Modern Poetry and the Pylon Poets
In 1936 W.B. Yeats was invited by the BBC to give its 18th National Lecture, on the subject of ‘Modern Poetry’. During the broadcast he confessed that he disliked T.S. Eliot’s verse, but had ‘to admit its satiric intensity’, and acknowledge its influence on a new generation. These younger writers, such as W.H. Auden, Stephen Spender, Louis MacNeice, and Cecil Day Lewis, were sometimes known as the ‘Pylon Poets’ for the way the newly electrified landscape of Britain loomed in their verse. Yeats preferred other voices and styles, notably Eliot’s contemporary Edith Sitwell, whom he found ‘obscure, exasperating, delightful’.
Echos of War
Obscurity and delight came in many different combinations in the poetry of this decade. David Jones had fought in the First World War and lived to tell the tale in his dense modernist epic In Parenthesis (1937), at a time when he felt the war was ‘no longer intimately known’. But poets too young to have witnessed the war were still self-consciously engaged with the issues of their time – unemployment, the Spanish civil war, the rise of communism and fascism – and could write poetry that aspired to directness and popularity as well as profundity and complexity. It could be as bleak as William Empson’s ‘Missing Dates’ or as affectingly beautiful as Auden’s ‘As I Walked Out One Evening’. From working-class Wales came the poems of Idris Davies, read here by Dylan Thomas, whose own sonorous surrealism brought a lyric urgency to the airwaves. The wry, sly verse of Stevie Smith, meanwhile, marked the emergence of a very different kind of voice, whose sharp, socially observant humour about the emotional life of the English would only really become popular in the decades after the Second World War.
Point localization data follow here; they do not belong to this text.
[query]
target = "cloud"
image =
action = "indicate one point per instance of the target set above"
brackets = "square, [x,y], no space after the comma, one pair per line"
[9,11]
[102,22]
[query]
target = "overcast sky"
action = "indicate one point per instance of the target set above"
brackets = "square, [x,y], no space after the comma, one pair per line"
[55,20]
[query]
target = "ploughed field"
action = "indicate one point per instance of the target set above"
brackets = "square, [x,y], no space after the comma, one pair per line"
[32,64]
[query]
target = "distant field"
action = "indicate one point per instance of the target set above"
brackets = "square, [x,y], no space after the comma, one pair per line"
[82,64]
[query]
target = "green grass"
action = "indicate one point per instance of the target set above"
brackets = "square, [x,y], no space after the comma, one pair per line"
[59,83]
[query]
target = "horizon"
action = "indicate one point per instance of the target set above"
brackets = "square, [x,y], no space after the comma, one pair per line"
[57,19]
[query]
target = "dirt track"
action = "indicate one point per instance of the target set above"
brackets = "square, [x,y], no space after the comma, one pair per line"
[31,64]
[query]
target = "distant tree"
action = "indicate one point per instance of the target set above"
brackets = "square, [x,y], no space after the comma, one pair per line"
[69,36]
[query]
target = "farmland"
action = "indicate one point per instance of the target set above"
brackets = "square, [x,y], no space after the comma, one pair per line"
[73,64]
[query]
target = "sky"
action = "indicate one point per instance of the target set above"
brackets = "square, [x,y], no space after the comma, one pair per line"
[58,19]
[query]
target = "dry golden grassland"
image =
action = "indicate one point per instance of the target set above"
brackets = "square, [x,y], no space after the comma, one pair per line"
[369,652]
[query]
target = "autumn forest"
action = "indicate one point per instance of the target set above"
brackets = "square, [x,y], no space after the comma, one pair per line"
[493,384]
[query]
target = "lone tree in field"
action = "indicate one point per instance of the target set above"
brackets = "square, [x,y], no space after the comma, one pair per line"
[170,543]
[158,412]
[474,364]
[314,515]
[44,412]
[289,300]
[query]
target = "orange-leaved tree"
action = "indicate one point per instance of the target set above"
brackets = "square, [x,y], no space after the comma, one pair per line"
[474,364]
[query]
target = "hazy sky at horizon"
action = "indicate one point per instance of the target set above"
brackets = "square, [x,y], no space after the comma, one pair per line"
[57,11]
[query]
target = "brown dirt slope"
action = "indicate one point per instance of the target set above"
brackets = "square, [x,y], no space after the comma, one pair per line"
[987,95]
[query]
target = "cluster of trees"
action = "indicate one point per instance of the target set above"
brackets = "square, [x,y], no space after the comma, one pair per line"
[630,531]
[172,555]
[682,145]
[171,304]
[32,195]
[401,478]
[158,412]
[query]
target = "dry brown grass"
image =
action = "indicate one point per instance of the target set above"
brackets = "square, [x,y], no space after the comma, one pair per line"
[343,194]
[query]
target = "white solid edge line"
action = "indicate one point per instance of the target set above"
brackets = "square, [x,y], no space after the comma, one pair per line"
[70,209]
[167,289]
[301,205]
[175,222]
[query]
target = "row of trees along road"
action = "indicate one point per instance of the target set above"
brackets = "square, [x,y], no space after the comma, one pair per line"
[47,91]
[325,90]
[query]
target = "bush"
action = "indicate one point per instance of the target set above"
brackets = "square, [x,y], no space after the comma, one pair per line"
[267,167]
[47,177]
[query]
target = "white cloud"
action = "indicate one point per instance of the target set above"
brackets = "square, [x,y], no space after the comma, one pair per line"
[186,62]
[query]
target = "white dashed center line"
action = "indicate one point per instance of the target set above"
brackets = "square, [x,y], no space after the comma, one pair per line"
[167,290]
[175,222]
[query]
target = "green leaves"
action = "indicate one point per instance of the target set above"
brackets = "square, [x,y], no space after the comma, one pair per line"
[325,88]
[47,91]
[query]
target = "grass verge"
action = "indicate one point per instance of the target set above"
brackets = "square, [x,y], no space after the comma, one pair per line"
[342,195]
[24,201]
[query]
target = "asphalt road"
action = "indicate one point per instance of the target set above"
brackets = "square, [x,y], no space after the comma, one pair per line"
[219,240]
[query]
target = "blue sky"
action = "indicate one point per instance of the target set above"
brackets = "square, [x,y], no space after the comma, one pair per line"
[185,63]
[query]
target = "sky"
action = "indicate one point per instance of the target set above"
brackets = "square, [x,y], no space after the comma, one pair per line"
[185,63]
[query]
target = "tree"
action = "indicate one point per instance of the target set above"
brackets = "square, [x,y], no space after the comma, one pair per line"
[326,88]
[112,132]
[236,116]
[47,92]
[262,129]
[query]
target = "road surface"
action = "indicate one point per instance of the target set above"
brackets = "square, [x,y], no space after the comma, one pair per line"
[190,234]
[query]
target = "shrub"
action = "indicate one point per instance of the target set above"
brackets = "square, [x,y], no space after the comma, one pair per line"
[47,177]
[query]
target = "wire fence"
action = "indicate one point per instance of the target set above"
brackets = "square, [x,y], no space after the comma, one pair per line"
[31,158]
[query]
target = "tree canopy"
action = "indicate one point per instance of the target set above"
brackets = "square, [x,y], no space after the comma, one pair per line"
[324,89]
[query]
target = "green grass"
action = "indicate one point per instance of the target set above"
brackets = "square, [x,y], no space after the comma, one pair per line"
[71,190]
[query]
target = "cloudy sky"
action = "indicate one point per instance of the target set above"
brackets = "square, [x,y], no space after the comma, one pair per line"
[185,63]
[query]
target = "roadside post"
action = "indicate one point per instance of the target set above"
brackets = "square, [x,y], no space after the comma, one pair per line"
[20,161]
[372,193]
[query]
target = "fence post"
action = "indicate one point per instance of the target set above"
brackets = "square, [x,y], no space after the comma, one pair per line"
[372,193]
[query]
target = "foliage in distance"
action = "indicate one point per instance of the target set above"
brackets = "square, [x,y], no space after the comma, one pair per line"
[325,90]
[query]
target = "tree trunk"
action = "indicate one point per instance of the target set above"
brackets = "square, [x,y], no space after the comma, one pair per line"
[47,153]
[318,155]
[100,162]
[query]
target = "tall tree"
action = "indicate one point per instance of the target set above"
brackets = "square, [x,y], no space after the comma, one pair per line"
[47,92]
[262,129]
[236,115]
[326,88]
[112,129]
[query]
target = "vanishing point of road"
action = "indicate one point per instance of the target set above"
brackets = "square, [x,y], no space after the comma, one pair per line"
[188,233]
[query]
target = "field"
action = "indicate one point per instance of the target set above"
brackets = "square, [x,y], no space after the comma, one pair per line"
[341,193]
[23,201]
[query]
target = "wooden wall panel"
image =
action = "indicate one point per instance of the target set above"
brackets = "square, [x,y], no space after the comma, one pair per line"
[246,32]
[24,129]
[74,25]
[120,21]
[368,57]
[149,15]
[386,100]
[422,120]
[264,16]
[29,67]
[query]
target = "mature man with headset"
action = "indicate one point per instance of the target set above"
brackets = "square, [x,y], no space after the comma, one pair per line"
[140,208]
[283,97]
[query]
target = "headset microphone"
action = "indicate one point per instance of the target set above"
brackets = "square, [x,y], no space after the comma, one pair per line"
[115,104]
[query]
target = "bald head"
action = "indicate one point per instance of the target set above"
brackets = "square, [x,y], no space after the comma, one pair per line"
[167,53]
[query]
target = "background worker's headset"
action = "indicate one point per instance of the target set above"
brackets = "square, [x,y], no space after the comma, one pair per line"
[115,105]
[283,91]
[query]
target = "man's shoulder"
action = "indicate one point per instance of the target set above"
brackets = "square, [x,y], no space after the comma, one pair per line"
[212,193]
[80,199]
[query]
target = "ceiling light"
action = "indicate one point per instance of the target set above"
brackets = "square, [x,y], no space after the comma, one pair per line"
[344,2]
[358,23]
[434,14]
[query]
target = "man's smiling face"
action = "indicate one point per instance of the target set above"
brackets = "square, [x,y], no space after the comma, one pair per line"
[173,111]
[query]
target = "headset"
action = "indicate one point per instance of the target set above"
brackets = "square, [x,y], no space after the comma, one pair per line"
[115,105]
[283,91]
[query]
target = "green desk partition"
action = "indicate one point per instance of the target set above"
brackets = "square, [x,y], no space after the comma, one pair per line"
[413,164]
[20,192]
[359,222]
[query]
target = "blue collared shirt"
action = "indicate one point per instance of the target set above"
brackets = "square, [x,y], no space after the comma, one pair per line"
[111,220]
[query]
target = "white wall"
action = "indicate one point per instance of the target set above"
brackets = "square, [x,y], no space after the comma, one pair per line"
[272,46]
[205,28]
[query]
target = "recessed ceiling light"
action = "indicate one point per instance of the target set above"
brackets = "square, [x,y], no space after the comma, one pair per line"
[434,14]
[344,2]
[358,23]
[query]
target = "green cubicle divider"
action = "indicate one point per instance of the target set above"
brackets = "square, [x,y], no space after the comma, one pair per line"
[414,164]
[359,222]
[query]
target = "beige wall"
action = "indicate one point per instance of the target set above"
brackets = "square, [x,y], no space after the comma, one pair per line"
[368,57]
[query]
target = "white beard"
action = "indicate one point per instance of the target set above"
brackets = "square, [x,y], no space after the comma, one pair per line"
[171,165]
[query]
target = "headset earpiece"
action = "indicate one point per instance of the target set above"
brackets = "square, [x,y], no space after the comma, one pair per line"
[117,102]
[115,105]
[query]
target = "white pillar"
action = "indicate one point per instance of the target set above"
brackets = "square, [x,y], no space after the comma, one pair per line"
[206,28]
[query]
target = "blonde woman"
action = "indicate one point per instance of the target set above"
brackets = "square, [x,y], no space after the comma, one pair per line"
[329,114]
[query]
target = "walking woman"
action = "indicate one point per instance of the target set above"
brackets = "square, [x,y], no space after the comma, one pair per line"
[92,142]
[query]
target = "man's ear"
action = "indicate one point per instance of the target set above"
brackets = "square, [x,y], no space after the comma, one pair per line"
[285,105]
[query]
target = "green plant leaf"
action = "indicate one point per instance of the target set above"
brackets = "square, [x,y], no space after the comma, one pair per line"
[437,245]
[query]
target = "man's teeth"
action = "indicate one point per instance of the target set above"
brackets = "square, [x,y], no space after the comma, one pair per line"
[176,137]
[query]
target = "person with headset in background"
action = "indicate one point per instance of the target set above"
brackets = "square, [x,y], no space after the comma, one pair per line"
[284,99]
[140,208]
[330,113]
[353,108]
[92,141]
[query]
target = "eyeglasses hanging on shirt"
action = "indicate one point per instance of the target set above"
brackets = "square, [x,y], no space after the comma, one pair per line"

The Beginning of the World Service
In 1932, the BBC launched its Empire Service (later the Overseas and then the World Service), which gave its radio programming a global reach. The decade ended with Auden moving to New York, where as a gay man he felt he had more personal freedom than in England. He marked the end of an era with two of his most famous poems, both written in the USA: an elegy for W.B. Yeats and ‘September 1, 1939’, a poem about the outbreak of war in a newly connected world where ‘Ironic points of light / Flash out wherever the Just / Exchange their messages’.